Shimizu Hiroshi (zweiter von links)

Shimizu Hiroshi

28. Februar bis 9. März 2005

 
„Ozu und ich bringen Filme durch harte Arbeit zustande, doch Shimizu ist ein Genie.“ (Mizoguchi Kenji)

 
Der von Ozu und Mizoguchi bewunderte Filmemacher Shimizu Hiroshi ist einer der großen japanischen Regisseure, die im Westen erst ansatzweise bekannt sind und die es noch zu entdecken gilt. So wie Naruse, Gosho, Yamanaka oder Itô repräsentiert Shimizu einen jener mächtigen „Kontinente“ im klassischen japanischen Kino, die es mit der im Westen so berühmten Trias Ozu, Mizoguchi, Kurosawa in jeder Hinsicht aufnehmen können. Dank der Unterstützung vieler Partner in Japan ergibt sich nun im Filmmuseum die seltene Gelegenheit, einen dieser unbekannten Meister anhand von 13 Filmen näher kennenzulernen.
 
Shimizu begann seine Karriere Anfang der 1920er Jahre beim neu gegründeten Studio Shôchiku. Während sein gleichaltriger Kollege und enger Freund Ozu anfangs nur wenige Erfolge feierte, stieg Shimizu mit seinen modernen Melodramen rasch zum gefeierten Star des Studios auf. In den 30er Jahren ließ er die Scheinwelt der Studios jedoch hinter sich und drehte fortan bevorzugt on location. Er verwandelte sich – wie es im Titel eines seiner frühen Filme heißt – in einen „kleinen Wanderkünstler“. Nach dem Krieg gründete Shimizu seine eigene Produktionsgesellschaft und wurde so zu einem Wegbereiter des unabhängigen japanischen Films.
 
Shimizus Protagonisten sind auf Wanderschaft und oftmals ohne klares Ziel: drifter aus Prinzip. Von dieser Form der Bewegung leitet sich auch Shimizus persönlicher Stil ab, eine unverkennbare filmische Handschrift: lange und raffinierte Kamerafahrten, Überblendungen, episodenhafter Aufbau – und die Wertschätzung von Schauspielerensembles vor individuellen Einzelleistungen.
 
Shimizus Filme werfen einen Blick auf die Ränder der Gesellschaft.

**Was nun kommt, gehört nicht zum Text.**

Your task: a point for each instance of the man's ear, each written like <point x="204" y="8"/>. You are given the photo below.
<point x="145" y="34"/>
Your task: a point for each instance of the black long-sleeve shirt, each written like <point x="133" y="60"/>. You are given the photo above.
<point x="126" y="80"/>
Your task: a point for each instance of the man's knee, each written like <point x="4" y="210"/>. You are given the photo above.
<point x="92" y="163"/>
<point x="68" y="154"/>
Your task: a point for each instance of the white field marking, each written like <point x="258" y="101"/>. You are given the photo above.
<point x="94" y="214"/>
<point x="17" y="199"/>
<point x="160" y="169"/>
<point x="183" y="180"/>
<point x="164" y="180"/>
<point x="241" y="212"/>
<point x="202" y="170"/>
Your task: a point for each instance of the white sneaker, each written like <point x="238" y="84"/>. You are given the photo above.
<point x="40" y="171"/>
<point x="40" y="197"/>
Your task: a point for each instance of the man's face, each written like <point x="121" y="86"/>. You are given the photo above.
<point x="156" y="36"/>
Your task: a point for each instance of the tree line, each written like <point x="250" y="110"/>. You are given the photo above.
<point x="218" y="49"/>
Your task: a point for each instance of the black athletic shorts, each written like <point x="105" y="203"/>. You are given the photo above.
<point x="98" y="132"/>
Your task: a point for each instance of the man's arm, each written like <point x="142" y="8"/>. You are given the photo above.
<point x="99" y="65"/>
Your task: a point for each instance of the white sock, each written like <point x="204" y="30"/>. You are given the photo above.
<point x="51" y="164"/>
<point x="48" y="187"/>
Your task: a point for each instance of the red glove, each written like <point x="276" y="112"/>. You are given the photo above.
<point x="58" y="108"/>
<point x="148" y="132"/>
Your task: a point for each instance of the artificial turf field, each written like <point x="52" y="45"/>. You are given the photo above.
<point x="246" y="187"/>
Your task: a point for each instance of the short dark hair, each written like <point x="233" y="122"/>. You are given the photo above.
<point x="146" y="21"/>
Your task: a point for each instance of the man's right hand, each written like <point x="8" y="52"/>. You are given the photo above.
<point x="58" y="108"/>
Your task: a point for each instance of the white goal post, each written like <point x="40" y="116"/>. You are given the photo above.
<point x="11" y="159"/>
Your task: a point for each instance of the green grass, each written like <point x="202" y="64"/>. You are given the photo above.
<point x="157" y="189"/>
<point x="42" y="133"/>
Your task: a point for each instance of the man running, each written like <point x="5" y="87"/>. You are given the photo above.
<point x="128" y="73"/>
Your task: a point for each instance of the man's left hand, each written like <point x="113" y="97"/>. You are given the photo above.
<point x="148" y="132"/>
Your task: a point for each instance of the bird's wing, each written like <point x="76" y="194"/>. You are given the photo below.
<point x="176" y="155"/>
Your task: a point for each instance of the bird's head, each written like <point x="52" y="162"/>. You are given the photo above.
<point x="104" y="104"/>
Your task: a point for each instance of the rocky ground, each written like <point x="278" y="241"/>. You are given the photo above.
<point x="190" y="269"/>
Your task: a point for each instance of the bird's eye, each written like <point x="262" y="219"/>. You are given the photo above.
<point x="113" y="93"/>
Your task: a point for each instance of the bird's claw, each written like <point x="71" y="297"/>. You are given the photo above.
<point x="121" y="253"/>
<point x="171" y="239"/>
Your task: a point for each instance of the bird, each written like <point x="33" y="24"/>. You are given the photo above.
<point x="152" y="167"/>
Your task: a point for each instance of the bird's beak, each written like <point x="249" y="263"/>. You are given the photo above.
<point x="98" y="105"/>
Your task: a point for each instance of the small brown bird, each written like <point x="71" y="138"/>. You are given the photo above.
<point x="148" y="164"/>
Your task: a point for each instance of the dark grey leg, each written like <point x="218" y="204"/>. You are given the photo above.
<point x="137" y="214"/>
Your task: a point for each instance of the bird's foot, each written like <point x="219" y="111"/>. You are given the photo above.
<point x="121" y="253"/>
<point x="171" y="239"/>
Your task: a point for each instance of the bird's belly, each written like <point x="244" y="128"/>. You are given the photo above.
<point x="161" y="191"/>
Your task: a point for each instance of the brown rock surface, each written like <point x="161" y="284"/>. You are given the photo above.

Im Zentrum stehen meist Außenseiter oder Ausgestoßene: Vagabunden, Prostituierte, Delinquenten, fahrende Gaukler, Kriegswaisen, jugendliche Straftäter, Zwangsarbeiter oder Behinderte. Eine wesentliche Rolle spielen dabei Kinder, was Shimizu den Ruf eines Kinderfilmregisseurs eingehandelt hat – durchaus zu Unrecht, angesichts der enormen Bandbreite seines Werks. Die lachenden Kindergesichter in diesen Filmen täuschen nicht darüber hinweg, dass ihre Welt alles andere als heil ist.
 
Shimizus Kunst liegt nicht in der großen, anklagenden Geste, sondern im Detail – in der genauen Beobachtung, der spontanen Wendung, der Freude zur Improvisation und der Liebe zum scheinbar Unbedeutenden. Der Charme und Esprit seiner Filme, die Leichtigkeit und das Raffinement ihrer Inszenierung machen Shimizu Hiroshi zu einem großen Meister der kleinen Dinge. (Roland Domenig)
 
Die Retrospektive wird unterstützt von der Japan Foundation und von Shôchiku im Rahmen des „Shôchiku 110th Anniversary” und findet in Kooperation mit dem National Film Center Tokyo und dem Kawakita Mermorial Film Institute statt. Mit besonderem Dank an Roland Domenig und Olaf Möller.
 
Die Retrospektive wird im Anschluss vom Filmpodium Zürich und vom Deutschen Filmmuseum Frankfurt übernommen.